By Andrew M. Seaman
(Reuters Health) - Women who enter menopause before age 45 are more likely to have cardiovascular problems and to die younger than women who enter menopause later in life, according to a new analysis.
The findings suggest that age at menopause may help predict women’s risk for future health problems, said lead author Dr. Taulant Muka, of Erasmus University Medical Center in Rotterdam, The Netherlands.
“Women with early onset of menopause may be a group to target for proactive cardiovascular prevention strategies,” Muka told Reuters Health in an email.
One in 10 women enter so-called natural menopause by age 45, Muka and colleagues write in JAMA Cardiology. Natural menopause is when the ovaries spontaneously reduce or cease production of certain hormones, like estrogen. Menopause can also be brought on by surgery and other medical issues.
Muka’s team looked at data on more than 310,000 women who had participated in a total of 33 studies published since the 1990s.
Comparing women who had their last period before age 45 to those who entered menopause at age 45 or older, the researchers found women with earlier menopause had a 50 percent higher risk of coronary heart disease, which can cause chest pain, heart attacks and strokes as plaque builds up on the walls of arteries.
Women who entered menopause before age 45 were also about 20 percent more likely than women with later menopause to die from cardiovascular disease (including heart attacks and strokes).
Women who entered menopause early were also 12 percent more likely to die of any cause while researchers were tracking them, compared to women who entered menopause later.
In a second analysis comparing women who entered menopause before age 50 to women who entered menopause between ages 50 and 54, the later-menopause group had a reduced risk of deadly coronary heart disease.
Muka said the timing of menopause may influence the risk of heart disease and other health problems through hormones. Additionally, he said, menopause may be a sign of overall aging.
“Our results indicate that menopause might be a critical period to evaluate women’s risk for future cardiovascular events and that it may be an appropriate time to introduce interventions to reduce the risk,” said Muka.

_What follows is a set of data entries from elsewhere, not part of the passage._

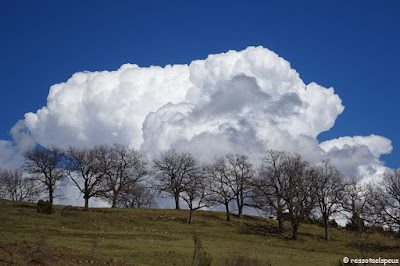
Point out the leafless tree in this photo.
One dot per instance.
(299, 190)
(86, 170)
(172, 169)
(240, 173)
(14, 186)
(195, 191)
(330, 192)
(220, 191)
(268, 187)
(137, 195)
(122, 166)
(385, 201)
(46, 166)
(355, 202)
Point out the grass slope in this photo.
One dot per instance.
(71, 236)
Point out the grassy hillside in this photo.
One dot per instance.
(162, 237)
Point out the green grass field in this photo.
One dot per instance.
(162, 237)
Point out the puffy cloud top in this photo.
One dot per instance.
(247, 102)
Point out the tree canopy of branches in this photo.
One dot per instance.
(268, 186)
(298, 190)
(220, 191)
(240, 173)
(122, 167)
(45, 166)
(172, 170)
(385, 201)
(355, 202)
(14, 186)
(329, 191)
(86, 170)
(195, 190)
(136, 195)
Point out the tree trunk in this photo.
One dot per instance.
(51, 195)
(191, 216)
(114, 204)
(295, 227)
(326, 221)
(177, 202)
(228, 214)
(86, 202)
(240, 209)
(280, 222)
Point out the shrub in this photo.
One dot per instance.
(45, 207)
(200, 257)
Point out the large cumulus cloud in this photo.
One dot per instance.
(247, 102)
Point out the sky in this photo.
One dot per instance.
(351, 46)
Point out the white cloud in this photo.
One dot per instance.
(247, 102)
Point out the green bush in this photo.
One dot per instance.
(45, 207)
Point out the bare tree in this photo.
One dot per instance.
(385, 201)
(46, 166)
(268, 187)
(219, 189)
(122, 166)
(171, 171)
(14, 186)
(137, 195)
(86, 170)
(240, 173)
(330, 192)
(299, 190)
(355, 202)
(194, 191)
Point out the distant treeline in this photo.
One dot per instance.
(284, 186)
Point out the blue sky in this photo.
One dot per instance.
(352, 46)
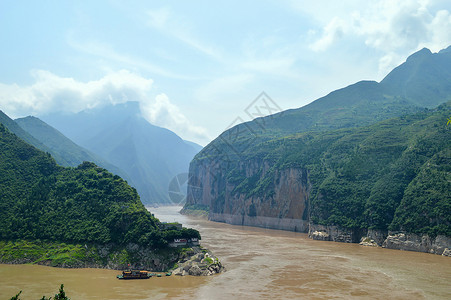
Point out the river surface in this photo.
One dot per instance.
(261, 264)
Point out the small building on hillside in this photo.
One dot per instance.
(184, 242)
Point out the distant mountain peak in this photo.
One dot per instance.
(425, 52)
(446, 50)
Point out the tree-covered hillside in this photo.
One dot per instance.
(395, 174)
(65, 151)
(40, 200)
(151, 156)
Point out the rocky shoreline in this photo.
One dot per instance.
(440, 245)
(198, 262)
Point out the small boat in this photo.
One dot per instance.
(134, 274)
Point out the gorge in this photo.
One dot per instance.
(370, 162)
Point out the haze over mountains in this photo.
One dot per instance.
(369, 156)
(151, 156)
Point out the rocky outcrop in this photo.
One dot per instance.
(198, 262)
(283, 205)
(421, 243)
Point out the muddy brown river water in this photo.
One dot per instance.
(261, 264)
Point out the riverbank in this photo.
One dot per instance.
(440, 244)
(64, 255)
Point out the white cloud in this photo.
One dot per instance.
(52, 93)
(224, 87)
(163, 20)
(395, 28)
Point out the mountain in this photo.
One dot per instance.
(361, 159)
(87, 205)
(150, 155)
(70, 154)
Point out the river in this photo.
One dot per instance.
(261, 264)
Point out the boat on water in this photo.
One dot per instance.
(134, 274)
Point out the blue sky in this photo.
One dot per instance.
(196, 65)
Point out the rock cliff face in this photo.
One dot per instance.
(284, 207)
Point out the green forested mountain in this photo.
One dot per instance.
(40, 200)
(70, 154)
(371, 155)
(423, 81)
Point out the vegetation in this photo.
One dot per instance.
(394, 174)
(42, 201)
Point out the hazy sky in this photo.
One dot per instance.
(196, 65)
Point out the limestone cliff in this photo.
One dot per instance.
(284, 207)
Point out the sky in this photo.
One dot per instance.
(196, 66)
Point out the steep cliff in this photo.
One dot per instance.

For example, he said, women who enter menopause early may want to work on controlling their blood pressure, cholesterol, blood sugar and other factors affecting their heart health.
Women in Western populations enter menopause at an average age of 51, write Dr. JoAnn Manson, of Brigham and Women’s Hospital in Boston, and Teresa Woodruff, of Northwestern University in Chicago, in an editorial accompanying the new analysis.
Professional societies agree that women with early menopause should be considered for hormone therapy - if eligible - to manage symptoms and protect bone and vascular health, Manson and Woodruff write.
“The recognition that women with early reproductive decline constitute a population at increased vascular risk provides important opportunities for early intervention in terms of both risk factor modification and, when appropriate, hormonal treatment,” they note.
The new analysis aligns with a July study in the journal Menopause that found women who start their periods later and have later menopause are more likely to reach age 90 than those whose reproductive milestones come at earlier ages.